障害者の労働の可能性を広げたいと、NPO法人「就労継続支援A型事業所全国協議会(略称・全Aネット)」が28日、発足した。A型事業所では初の全国組織で、障害者の権利保障、研究活動、制度改革への提言などを行っていく。

同法人は鎌倉市のバニーフーズなど61企業、平塚市の進和学園など25社会福祉法人、45NPO法人など計約140団体・個人が結成に参加。この日、都内で開かれた設立総会には関係者ら約230人が出席し、理事長には進和学園統括施設長の久保寺一男さんが就任した。久保寺さんは「A型事業所は障害者の、より多様な働き方を実現できる可能性がある。重度の障害者も労働者として生活していける場にしていきたい」と抱負を語った。

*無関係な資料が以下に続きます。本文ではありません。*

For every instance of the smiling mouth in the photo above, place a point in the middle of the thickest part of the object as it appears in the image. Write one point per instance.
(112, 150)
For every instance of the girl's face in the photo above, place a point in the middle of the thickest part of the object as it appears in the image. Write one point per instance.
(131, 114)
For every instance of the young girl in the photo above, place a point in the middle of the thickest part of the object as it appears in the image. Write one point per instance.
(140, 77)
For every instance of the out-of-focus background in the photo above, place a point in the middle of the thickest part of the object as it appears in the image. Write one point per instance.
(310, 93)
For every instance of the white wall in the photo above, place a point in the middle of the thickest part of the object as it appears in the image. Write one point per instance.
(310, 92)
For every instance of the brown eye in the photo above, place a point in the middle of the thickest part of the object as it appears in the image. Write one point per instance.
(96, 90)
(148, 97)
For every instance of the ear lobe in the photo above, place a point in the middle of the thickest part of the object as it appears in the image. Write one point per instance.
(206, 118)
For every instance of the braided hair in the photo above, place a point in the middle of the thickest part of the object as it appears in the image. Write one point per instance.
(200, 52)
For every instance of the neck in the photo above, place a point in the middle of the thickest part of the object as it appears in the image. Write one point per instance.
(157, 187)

障害者総合支援法は、企業などへの一般就労が困難な障害者に対し、訓練や支援を受けながら働く場として、就労継続支援A型(雇用型)、同B型(非雇用型)などの就労系障害福祉サービスを設けている。

A型では、事業所が利用者と雇用契約を結び、最低賃金など労働法規が適用される。2014年3月現在で全国に2054事業所があり、3万6730人が利用。平均賃金月額は13年度で約6万9千円。

近年は企業などの参入で事業所、利用者が急増しているが、助成金・給付金目当てのもうけ主義や、利用者に十分な処遇をしないなどの問題事業所の存在も指摘されるようになった。

一方で既存事業所の中には、利用者に最低賃金を保障するだけの収益確保に苦闘している現状もある。現状に危機感を持った県内のA型事業所などが全国に呼び掛け、初の全国組織をつくった。